Recycling, Money, Sustainability, and Me

This past weekend, the NBC News segment “Growing Number of Cities Suspending Recycling Programs Over Rising Costs” showed the example of Casa Grande, Arizona as indicative of a downward trend prevalent among American cities. I watched this story with interest, since we’ve experienced the rise and fall and rise again of recycling programs in Montgomery, too.

The segment described how cities are struggling to finance and maintain curbside recycling programs, especially now that China has stopped buying these materials. It also hints at how and why the end of such programs is problematic. Amid concerns about climate change, there is a real need to recycle, now more than ever.

If you watch the whole two-and-a-half minute segment, you’ll hear from local teacher Rick Wilson, who has a “one-man volunteer” recycling program at his school. For the brief moment that he speaks, Wilson admits that he is only making a small difference, but he’s doing something. I was glad that the reporter included Wilson, because his approach, to me, is the among the best options: pitching in and taking action personally, rather than making excuses while we wait on government services. For city governments to collect recyclable materials, it is necessary to pay for employees’ salaries and benefits and for trucks’ gasoline and insurance. However, if ordinary citizens do the collection work ourselves, then the processing of it becomes more affordable for the city.

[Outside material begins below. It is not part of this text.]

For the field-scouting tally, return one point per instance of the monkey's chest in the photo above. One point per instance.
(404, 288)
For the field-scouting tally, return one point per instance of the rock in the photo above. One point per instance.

In addition to my school garden, I’ve got a recycling program like Rick Wilson’s at our school, which I started after coming home from the National Sustainability Teacher Academy last summer. Three or four student volunteers collect the materials every Friday afternoon from receptacles in a dozen classrooms around campus. I then load the bags of mostly plastic drink bottles into my truck and drive them to the green dumpsters adjacent to our recycling facility. It takes the students fifteen minutes to collect it all, it takes me about thirty minutes to haul it, and the costs are miniscule.

I agree that municipal support for sustainability is a good idea, but we’ve got to recognize when personal and community effort offer a better solution than a government program. The first and best thing we can do is to buy and consume fewer single-serving bottled drinks, given how affordable and durable most refillable water bottles are now. Another thing we can do is to make the effort to sort our own recycling and organize a few neighbors and friends to share the duty of carrying them to be processed. Honestly, if more people did just those two things and nothing else, we would see a big difference.